Connectionists: Deep Learning Overview Draft

Juyang Weng weng at cse.msu.edu
Thu Apr 17 16:07:58 EDT 2014


Dear Juergen,

Congratulations on the draft and 600+ references!  Thank you very much 
for asking for reference. Cresceptron generated heated debate then 
(e.g., Takeo Kanade's comments).   Some people commented  that 
Cresceptron started the learning for computer vision from cluttered 
scenes.  Of course, it had many problems then. To save your time, I cut 
and paste the major characterization of Cresceptron from my web:

1991 (IJCNN 1992) - 1997 (IJCV): Cresceptron 
<http://www.cse.msu.edu/%7Eweng/research/cresceptron.html>.
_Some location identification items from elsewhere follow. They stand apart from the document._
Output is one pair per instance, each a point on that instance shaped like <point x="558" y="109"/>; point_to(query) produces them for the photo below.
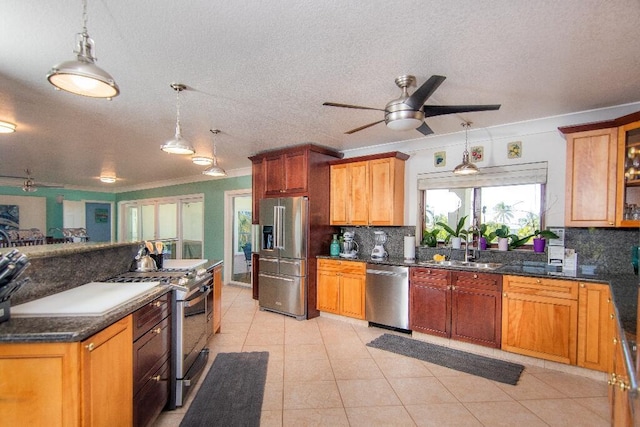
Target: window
<point x="176" y="221"/>
<point x="511" y="196"/>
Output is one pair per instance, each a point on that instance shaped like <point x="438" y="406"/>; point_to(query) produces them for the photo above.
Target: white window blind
<point x="526" y="173"/>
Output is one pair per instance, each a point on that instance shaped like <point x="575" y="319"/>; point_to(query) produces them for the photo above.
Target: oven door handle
<point x="192" y="302"/>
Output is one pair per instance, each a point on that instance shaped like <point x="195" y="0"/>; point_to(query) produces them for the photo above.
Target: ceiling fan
<point x="29" y="185"/>
<point x="408" y="111"/>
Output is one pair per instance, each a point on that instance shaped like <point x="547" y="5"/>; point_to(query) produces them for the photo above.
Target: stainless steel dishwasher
<point x="387" y="296"/>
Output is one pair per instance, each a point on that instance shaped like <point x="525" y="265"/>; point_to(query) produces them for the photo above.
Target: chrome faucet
<point x="471" y="253"/>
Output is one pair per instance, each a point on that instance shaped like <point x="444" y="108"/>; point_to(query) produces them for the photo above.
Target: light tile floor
<point x="321" y="373"/>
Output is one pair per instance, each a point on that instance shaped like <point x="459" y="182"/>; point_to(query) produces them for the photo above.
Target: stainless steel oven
<point x="192" y="324"/>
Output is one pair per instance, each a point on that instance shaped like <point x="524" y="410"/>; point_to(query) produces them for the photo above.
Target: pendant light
<point x="466" y="167"/>
<point x="178" y="145"/>
<point x="82" y="76"/>
<point x="214" y="170"/>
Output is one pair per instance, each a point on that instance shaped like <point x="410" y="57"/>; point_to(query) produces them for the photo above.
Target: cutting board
<point x="183" y="264"/>
<point x="92" y="299"/>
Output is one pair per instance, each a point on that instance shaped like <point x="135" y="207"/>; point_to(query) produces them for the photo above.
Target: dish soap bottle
<point x="334" y="248"/>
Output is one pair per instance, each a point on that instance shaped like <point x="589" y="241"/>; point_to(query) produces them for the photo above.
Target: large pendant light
<point x="178" y="145"/>
<point x="83" y="76"/>
<point x="466" y="167"/>
<point x="214" y="170"/>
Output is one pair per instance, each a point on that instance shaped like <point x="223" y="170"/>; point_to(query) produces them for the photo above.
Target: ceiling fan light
<point x="202" y="160"/>
<point x="7" y="127"/>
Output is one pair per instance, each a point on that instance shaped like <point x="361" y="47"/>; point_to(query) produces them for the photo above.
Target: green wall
<point x="213" y="191"/>
<point x="213" y="206"/>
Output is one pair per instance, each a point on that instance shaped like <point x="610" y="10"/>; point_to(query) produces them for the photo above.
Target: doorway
<point x="238" y="206"/>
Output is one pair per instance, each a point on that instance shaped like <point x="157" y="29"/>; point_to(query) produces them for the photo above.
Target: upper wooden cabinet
<point x="602" y="174"/>
<point x="301" y="170"/>
<point x="368" y="190"/>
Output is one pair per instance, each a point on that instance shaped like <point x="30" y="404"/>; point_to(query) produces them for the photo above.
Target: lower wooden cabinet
<point x="461" y="305"/>
<point x="540" y="318"/>
<point x="151" y="355"/>
<point x="69" y="384"/>
<point x="341" y="287"/>
<point x="596" y="327"/>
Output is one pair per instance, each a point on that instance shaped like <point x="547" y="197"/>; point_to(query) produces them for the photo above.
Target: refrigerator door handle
<point x="279" y="215"/>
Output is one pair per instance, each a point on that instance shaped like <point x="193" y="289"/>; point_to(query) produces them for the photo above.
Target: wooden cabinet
<point x="539" y="317"/>
<point x="350" y="193"/>
<point x="430" y="301"/>
<point x="603" y="173"/>
<point x="151" y="355"/>
<point x="461" y="305"/>
<point x="69" y="384"/>
<point x="595" y="326"/>
<point x="368" y="190"/>
<point x="217" y="298"/>
<point x="341" y="287"/>
<point x="476" y="308"/>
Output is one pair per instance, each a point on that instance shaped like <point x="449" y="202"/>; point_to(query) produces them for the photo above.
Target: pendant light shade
<point x="466" y="167"/>
<point x="214" y="170"/>
<point x="82" y="76"/>
<point x="177" y="144"/>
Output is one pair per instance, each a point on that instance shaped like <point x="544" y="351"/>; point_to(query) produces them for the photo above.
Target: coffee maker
<point x="348" y="247"/>
<point x="378" y="252"/>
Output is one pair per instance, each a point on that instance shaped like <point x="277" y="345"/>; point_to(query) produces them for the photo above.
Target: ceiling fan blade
<point x="439" y="110"/>
<point x="418" y="98"/>
<point x="333" y="104"/>
<point x="363" y="127"/>
<point x="424" y="129"/>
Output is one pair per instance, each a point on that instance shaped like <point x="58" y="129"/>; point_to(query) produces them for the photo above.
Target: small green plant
<point x="430" y="238"/>
<point x="458" y="232"/>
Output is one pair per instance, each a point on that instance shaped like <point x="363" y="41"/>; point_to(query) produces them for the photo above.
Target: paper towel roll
<point x="409" y="248"/>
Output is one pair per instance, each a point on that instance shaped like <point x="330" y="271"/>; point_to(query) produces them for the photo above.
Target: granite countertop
<point x="624" y="287"/>
<point x="71" y="328"/>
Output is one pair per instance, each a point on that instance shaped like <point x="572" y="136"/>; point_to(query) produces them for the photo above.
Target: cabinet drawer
<point x="353" y="267"/>
<point x="475" y="280"/>
<point x="541" y="287"/>
<point x="149" y="401"/>
<point x="419" y="274"/>
<point x="149" y="315"/>
<point x="150" y="352"/>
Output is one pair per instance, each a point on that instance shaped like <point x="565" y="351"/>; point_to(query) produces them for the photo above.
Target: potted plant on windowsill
<point x="455" y="236"/>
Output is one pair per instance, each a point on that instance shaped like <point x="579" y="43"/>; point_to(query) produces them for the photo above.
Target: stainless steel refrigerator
<point x="282" y="269"/>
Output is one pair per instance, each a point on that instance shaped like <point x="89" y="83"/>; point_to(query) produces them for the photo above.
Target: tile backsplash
<point x="608" y="249"/>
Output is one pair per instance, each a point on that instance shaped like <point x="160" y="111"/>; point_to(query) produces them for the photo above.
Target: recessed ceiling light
<point x="202" y="160"/>
<point x="6" y="127"/>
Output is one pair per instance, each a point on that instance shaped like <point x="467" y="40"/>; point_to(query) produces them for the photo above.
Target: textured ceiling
<point x="259" y="71"/>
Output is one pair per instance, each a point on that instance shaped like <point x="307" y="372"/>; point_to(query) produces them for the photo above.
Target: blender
<point x="348" y="247"/>
<point x="378" y="252"/>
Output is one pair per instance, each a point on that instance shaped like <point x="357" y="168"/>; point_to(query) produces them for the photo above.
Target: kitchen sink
<point x="463" y="264"/>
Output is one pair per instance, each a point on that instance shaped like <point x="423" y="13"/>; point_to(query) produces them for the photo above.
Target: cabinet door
<point x="540" y="326"/>
<point x="257" y="188"/>
<point x="595" y="327"/>
<point x="273" y="175"/>
<point x="476" y="311"/>
<point x="295" y="172"/>
<point x="430" y="306"/>
<point x="328" y="289"/>
<point x="340" y="194"/>
<point x="107" y="391"/>
<point x="352" y="291"/>
<point x="591" y="178"/>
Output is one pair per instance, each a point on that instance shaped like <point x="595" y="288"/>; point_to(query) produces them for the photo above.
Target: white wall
<point x="541" y="141"/>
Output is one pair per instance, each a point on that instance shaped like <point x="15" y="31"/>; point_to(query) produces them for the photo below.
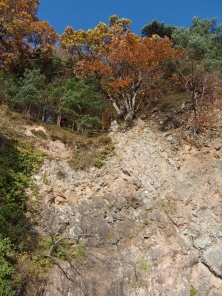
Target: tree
<point x="202" y="40"/>
<point x="22" y="32"/>
<point x="157" y="28"/>
<point x="200" y="66"/>
<point x="73" y="98"/>
<point x="128" y="68"/>
<point x="26" y="94"/>
<point x="83" y="45"/>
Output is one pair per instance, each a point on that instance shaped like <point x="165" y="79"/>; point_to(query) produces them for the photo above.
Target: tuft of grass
<point x="39" y="134"/>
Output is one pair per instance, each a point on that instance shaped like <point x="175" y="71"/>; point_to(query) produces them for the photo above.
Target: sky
<point x="86" y="14"/>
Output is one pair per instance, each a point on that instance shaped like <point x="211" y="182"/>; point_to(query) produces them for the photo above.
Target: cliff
<point x="148" y="222"/>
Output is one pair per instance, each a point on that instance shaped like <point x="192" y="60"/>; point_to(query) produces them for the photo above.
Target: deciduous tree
<point x="128" y="68"/>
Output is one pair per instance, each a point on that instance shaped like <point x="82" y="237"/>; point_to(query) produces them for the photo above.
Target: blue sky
<point x="86" y="14"/>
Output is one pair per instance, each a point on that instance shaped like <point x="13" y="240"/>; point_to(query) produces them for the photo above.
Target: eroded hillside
<point x="148" y="222"/>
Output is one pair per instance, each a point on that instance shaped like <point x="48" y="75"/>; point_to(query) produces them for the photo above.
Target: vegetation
<point x="157" y="28"/>
<point x="72" y="84"/>
<point x="17" y="162"/>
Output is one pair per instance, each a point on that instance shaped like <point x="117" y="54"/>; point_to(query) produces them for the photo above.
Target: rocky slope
<point x="149" y="220"/>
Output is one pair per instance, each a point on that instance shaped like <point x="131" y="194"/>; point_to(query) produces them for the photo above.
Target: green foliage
<point x="203" y="40"/>
<point x="17" y="162"/>
<point x="157" y="28"/>
<point x="26" y="93"/>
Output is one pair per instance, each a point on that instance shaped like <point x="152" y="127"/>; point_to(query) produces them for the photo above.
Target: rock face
<point x="149" y="220"/>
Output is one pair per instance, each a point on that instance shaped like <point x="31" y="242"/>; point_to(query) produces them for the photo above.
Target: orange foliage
<point x="129" y="66"/>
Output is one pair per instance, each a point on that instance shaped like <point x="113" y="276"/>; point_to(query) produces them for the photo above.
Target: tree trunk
<point x="59" y="118"/>
<point x="130" y="116"/>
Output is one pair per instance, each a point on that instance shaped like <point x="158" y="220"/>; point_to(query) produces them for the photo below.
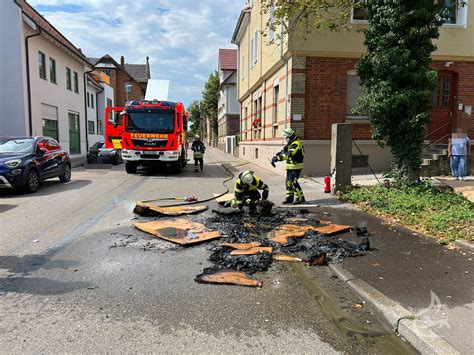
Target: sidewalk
<point x="405" y="275"/>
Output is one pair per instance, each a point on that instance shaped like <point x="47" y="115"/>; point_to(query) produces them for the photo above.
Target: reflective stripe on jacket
<point x="293" y="153"/>
<point x="241" y="189"/>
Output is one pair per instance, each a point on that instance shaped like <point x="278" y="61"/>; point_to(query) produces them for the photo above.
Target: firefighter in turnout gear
<point x="246" y="190"/>
<point x="293" y="153"/>
<point x="198" y="149"/>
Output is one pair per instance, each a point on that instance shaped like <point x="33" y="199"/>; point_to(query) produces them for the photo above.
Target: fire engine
<point x="148" y="133"/>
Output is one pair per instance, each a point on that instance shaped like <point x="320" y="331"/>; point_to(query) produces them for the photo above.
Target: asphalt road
<point x="76" y="276"/>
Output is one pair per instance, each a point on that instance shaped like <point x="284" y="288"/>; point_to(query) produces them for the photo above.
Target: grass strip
<point x="421" y="207"/>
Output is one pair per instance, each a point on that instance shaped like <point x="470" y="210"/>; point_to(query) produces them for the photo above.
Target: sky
<point x="181" y="37"/>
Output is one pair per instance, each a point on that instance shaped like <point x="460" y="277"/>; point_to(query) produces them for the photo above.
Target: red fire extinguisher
<point x="327" y="184"/>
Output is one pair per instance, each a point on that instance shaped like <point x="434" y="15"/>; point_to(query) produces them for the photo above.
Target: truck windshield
<point x="150" y="122"/>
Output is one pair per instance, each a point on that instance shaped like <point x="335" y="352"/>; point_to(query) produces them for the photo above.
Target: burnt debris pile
<point x="254" y="242"/>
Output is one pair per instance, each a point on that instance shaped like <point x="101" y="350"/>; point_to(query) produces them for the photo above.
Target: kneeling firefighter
<point x="198" y="149"/>
<point x="293" y="153"/>
<point x="246" y="188"/>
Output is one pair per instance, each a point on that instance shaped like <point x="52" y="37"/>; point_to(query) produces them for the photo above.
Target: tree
<point x="396" y="77"/>
<point x="210" y="100"/>
<point x="194" y="111"/>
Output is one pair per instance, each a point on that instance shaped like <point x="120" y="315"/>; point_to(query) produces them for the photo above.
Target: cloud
<point x="181" y="37"/>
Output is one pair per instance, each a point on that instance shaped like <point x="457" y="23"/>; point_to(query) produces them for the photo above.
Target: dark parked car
<point x="26" y="161"/>
<point x="99" y="154"/>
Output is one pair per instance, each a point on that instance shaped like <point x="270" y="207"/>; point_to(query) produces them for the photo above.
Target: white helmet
<point x="288" y="133"/>
<point x="247" y="177"/>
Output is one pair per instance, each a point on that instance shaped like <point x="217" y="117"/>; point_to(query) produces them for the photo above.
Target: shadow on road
<point x="23" y="266"/>
<point x="5" y="208"/>
<point x="40" y="286"/>
<point x="47" y="187"/>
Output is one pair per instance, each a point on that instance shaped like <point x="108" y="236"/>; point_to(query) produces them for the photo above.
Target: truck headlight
<point x="13" y="164"/>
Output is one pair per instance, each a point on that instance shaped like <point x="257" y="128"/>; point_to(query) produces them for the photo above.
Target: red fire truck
<point x="149" y="133"/>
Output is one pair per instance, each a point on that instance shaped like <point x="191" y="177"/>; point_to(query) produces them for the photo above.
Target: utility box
<point x="341" y="156"/>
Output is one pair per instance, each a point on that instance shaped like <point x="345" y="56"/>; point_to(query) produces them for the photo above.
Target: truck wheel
<point x="130" y="168"/>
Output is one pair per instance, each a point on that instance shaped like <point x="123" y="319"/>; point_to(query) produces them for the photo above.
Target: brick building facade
<point x="122" y="75"/>
<point x="310" y="83"/>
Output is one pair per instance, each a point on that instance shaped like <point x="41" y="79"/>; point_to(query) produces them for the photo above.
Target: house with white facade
<point x="228" y="114"/>
<point x="43" y="79"/>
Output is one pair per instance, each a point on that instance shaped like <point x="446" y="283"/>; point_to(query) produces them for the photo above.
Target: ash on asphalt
<point x="244" y="228"/>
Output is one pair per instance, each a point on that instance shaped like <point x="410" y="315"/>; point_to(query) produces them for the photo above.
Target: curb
<point x="416" y="332"/>
<point x="465" y="244"/>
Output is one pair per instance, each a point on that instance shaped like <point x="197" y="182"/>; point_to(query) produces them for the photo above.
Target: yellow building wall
<point x="456" y="42"/>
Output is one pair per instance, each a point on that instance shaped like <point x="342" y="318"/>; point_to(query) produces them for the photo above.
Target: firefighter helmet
<point x="247" y="177"/>
<point x="288" y="133"/>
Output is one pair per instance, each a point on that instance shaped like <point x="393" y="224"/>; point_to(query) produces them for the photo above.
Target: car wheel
<point x="66" y="177"/>
<point x="130" y="168"/>
<point x="32" y="181"/>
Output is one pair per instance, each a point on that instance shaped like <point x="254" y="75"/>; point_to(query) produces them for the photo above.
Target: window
<point x="353" y="93"/>
<point x="52" y="145"/>
<point x="443" y="95"/>
<point x="68" y="79"/>
<point x="255" y="51"/>
<point x="456" y="12"/>
<point x="42" y="65"/>
<point x="100" y="129"/>
<point x="359" y="14"/>
<point x="276" y="97"/>
<point x="76" y="83"/>
<point x="52" y="70"/>
<point x="74" y="133"/>
<point x="50" y="128"/>
<point x="91" y="127"/>
<point x="271" y="33"/>
<point x="251" y="52"/>
<point x="246" y="119"/>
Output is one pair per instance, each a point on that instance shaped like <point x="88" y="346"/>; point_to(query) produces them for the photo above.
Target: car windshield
<point x="150" y="122"/>
<point x="24" y="145"/>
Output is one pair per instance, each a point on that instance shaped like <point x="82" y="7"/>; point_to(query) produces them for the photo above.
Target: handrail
<point x="436" y="130"/>
<point x="436" y="142"/>
<point x="440" y="139"/>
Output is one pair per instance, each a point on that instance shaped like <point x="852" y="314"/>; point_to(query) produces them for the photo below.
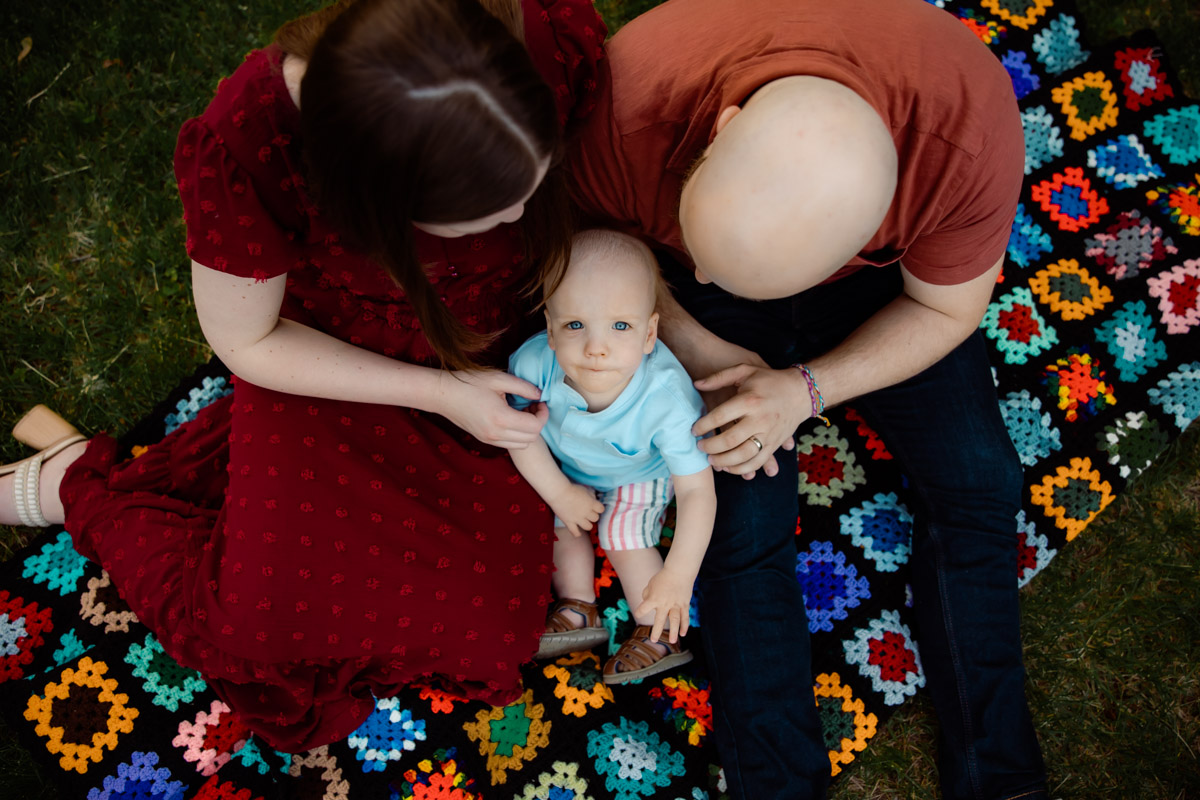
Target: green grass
<point x="97" y="322"/>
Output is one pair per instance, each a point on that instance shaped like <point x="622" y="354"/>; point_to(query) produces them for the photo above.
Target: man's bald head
<point x="795" y="184"/>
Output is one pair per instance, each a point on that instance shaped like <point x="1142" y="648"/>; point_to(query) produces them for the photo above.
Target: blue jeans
<point x="945" y="428"/>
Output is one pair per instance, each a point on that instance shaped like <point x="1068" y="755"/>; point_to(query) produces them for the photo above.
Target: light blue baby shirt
<point x="645" y="433"/>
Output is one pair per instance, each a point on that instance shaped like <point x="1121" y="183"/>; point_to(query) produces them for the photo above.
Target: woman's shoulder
<point x="251" y="107"/>
<point x="565" y="41"/>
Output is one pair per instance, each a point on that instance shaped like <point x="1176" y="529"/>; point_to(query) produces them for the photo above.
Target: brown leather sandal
<point x="563" y="637"/>
<point x="639" y="659"/>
It appeared to be the first deep learning network that adapts its 
connection structure.
- It appeared to be the first visual learning program for both detecting 
and recognizing general objects from cluttered complex natural background.
- It also did segmentation, but in another separate top-down 
segmentation phase while the network did not do recognition.
- The number of neural planes dynamically and incrementally grew from 
interactive experience, but the number of layers (15 in the experiments) 
was determined by the image size.
- All the internal network learning was fully automatic --- there was no 
need for manual intervention once the learning (development) had started.
- It required pre-segmentation for teaching: A human outlined the object 
contours for supervised learning. This avoided learning background.
- Its internal features were automatically grouped through the 
last-layer motor supervision (class labels) but learnings of internal 
features were all unsupervised.
- It uses local match-and-maximization paired-layer architecture which 
corresponds to logic-AND and logic-OR in multivalue logic (Tommy Poggio 
used a term HMAX later).
- The intrinsic convolution mechanism of the network provided both shift 
invariance and distortion tolerance. (Later WWNs are better in learning 
location as one of concepts.)
- It is a cascade network: features in a layer are learned from features 
of the previous layer, but not earlier. (This cascade restriction was 
overcome by later WWNs.)
- Inspired by Neocognitron (K. Fukushima 1975) which was for recognition 
of individual characters in a uniform background.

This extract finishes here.